The Application Readiness Checklist:
Before a new application serves production traffic, platform engineers verify it meets the following operational standards:
| Requirement | What to Check |
| Immutable Image Digests | All containers use SHA256 digest pinning no :latest or mutable tags |
| Resource Requests & Limits | CPU and memory requests defined; memory limits equal requests for latency-sensitive services (Guaranteed QoS) |
| Separated Health Probes | Liveness checks internal process only; Readiness checks external dependencies |
| Secrets External | No raw credentials in Git; External Secrets Operator or equivalent in use |
| HA Topology Spreading | topologySpreadConstraints configured to spread pods across nodes and zones |
| Graceful Shutdown | App handles SIGTERM; terminationGracePeriodSeconds matches actual drain time |
| Autoscaling Strategy | HPA for synchronous services; KEDA for queue/event-driven workloads |
| Observability | Metrics, structured logs, and distributed traces in place; eBPF-based network visibility for complex CNI issues |
Frequently Asked Questions (FAQs)
Why do Kubernetes pods get OOMKilled instead of throttled?
CPU is a compressible resource in Linux, meaning Kubernetes can slow workloads down through throttling when they hit their limits.

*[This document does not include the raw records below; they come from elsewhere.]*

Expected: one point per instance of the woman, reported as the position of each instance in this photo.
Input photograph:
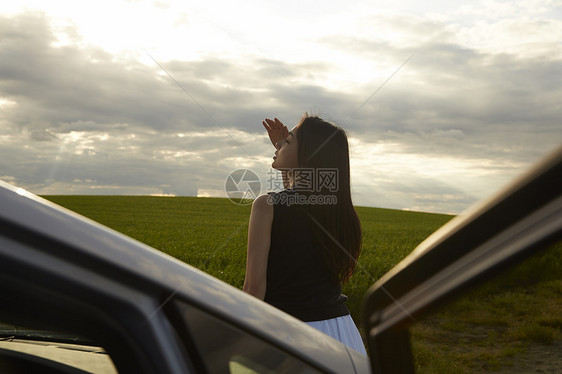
(303, 242)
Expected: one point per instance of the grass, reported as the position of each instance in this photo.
(483, 331)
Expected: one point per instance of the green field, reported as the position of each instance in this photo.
(484, 331)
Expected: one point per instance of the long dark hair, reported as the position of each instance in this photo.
(323, 146)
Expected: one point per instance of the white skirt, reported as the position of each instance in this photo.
(343, 329)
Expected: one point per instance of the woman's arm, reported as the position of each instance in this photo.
(259, 239)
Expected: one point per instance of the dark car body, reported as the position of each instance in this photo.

However, memory is not compressible; if a container exceeds its memory limit, the Linux kernel invokes the OOM (Out-of-Memory) killer to terminate the process instantly (Exit Code 137) to protect the underlying node's stability.
Why shouldn't we use :latest image tags in production?

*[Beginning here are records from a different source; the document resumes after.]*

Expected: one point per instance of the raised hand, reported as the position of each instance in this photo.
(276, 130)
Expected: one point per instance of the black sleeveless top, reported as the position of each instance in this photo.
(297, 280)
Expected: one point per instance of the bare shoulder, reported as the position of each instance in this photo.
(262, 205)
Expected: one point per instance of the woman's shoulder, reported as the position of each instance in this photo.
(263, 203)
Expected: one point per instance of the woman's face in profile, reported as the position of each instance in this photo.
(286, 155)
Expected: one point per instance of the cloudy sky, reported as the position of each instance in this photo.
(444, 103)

Image tags are mutable references, meaning the underlying container image pointed to by a tag like :latest or :v1 can be overwritten in the registry at any time. This unpredictability breaks GitOps workflows and causes split-brain scenarios during cluster autoscaling. Instead, platform engineers should pin images by their immutable SHA256 digest to prevent tag mutation attacks and guarantee fully reproducible deployments.
How does KEDA improve upon the standard Horizontal Pod Autoscaler (HPA)?
The standard HPA adjusts replica counts based on internal resource metrics like CPU or memory, and has a hard minimum of one running replica. KEDA (Kubernetes Event-Driven Autoscaler) fills this gap by allowing you to scale workloads based on external event triggers (such as a Kafka message queue depth). Most importantly, KEDA enables true scale-to-zero behavior, removing idle pods completely when no events are present to save infrastructure costs.
What is the difference between a Liveness probe and a Readiness probe?
A Liveness probe checks if a container is still running correctly and will forcefully restart the container if it detects a deadlock. A Readiness probe checks if the container is currently prepared to handle live network traffic; if it fails, Kubernetes simply removes the pod from the Service endpoint list without restarting it, allowing the pod time to gracefully recover.
How does eBPF observability outperform traditional monitoring in Kubernetes?
Traditional monitoring relies on injecting heavy sidecar proxies or user-space agents that consume significant CPU and memory. eBPF (Extended Berkeley Packet Filter) integrates directly into the Linux kernel space, allowing teams to observe network traffic, system calls, and application latency with near-zero overhead and without requiring any code modifications.